Тут их охватил приступ безумия, вернее, они отлично разыграли сцену бешенства. Один из них начал осыпать меня проклятиями и, чтобы придать им большую силу, стал отбивать такт на небольшом барабанчике. Тем временем двое его приятелей потихоньку поносили меня и пронизывали убийственными взглядами, от которых при других обстоятельствах у меня, наверное, побежали бы мурашки по коже.
Через некоторое время они исчерпали свой репертуар, заклинания не оказали должного действия. Поднимаясь с места, я пригласил их на главную площадь посмотреть танцы и песни, организованные старостой Марибо. Они поняли, что я не обмякну и не уступлю.
— Ну, давай пятьсот франков! — вдруг покорно согласились они. — За один час!
— И дьявол целый час будет танцевать? — спросил я для верности.
— Будет танцевать…
Так я купил гвинейского дьявола за пятьсот франков. Когда властители дьявола уходили, Фассу признался мне:
— Дьявол все равно танцевал бы, даже без ваших денег!
— Что ты болтаешь!
— Он будет танцевать назло Марибо…
В это время с главной площади донеслись все учащающиеся удары барабана, и причем не одного, а нескольких сразу. Каждый отбивал свой ритм. Одновременно несколько групп запели на разные лады. На площади мы увидели массу людей. Не оставалось сомнений, что здесь собралось все население Куналы, люди выстроились вдоль всех четырех сторон площади, как на военном параде, оставляя середину сравнительно свободной.
…Женщины чуть-чуть напевали — кокетливо, несмело, с растерянными улыбками…

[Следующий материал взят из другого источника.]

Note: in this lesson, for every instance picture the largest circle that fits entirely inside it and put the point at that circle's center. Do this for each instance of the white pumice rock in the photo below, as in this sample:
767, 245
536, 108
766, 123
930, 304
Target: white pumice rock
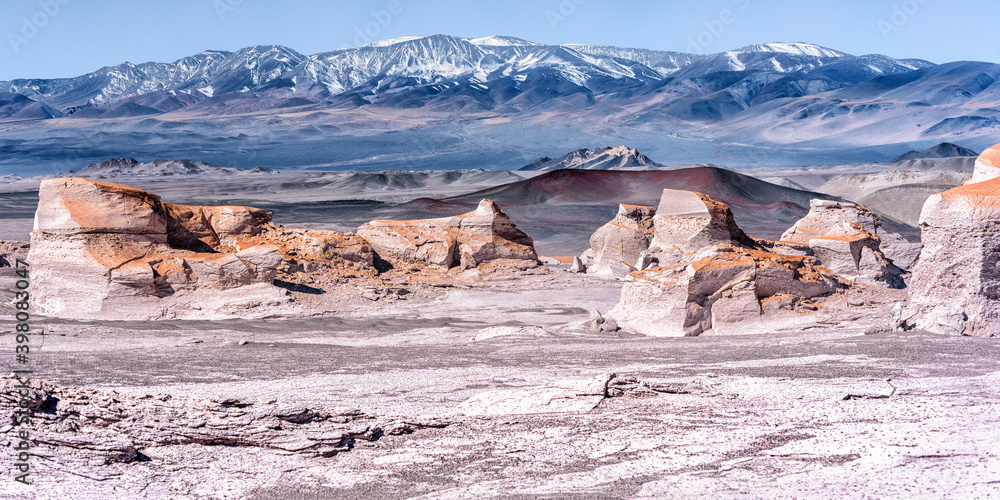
955, 288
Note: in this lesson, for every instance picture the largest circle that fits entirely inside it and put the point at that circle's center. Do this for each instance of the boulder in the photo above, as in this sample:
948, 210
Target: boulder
686, 222
109, 251
853, 252
214, 228
720, 290
461, 241
618, 244
955, 288
987, 166
825, 215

Ту сторону площади, которая примыкала к хижине главы деревни и считалась наиболее почетной, занимали несколько десятков членов партии. Они стояли с достойным видом, построившись в длинную шеренгу, над которой величественно развевалось трехцветное знамя Гвинеи. На шумной площади лишь они были сплоченным, исполненным ощущения власти монолитом. Среди этих празднично одетых людей поистине царским одеянием выделялся Марибо. В своем великолепном просторном бубу, называющемся здесь гбауи, он выглядел, как феникс, как орел, как павлин, как зебра в бело-голубую полоску.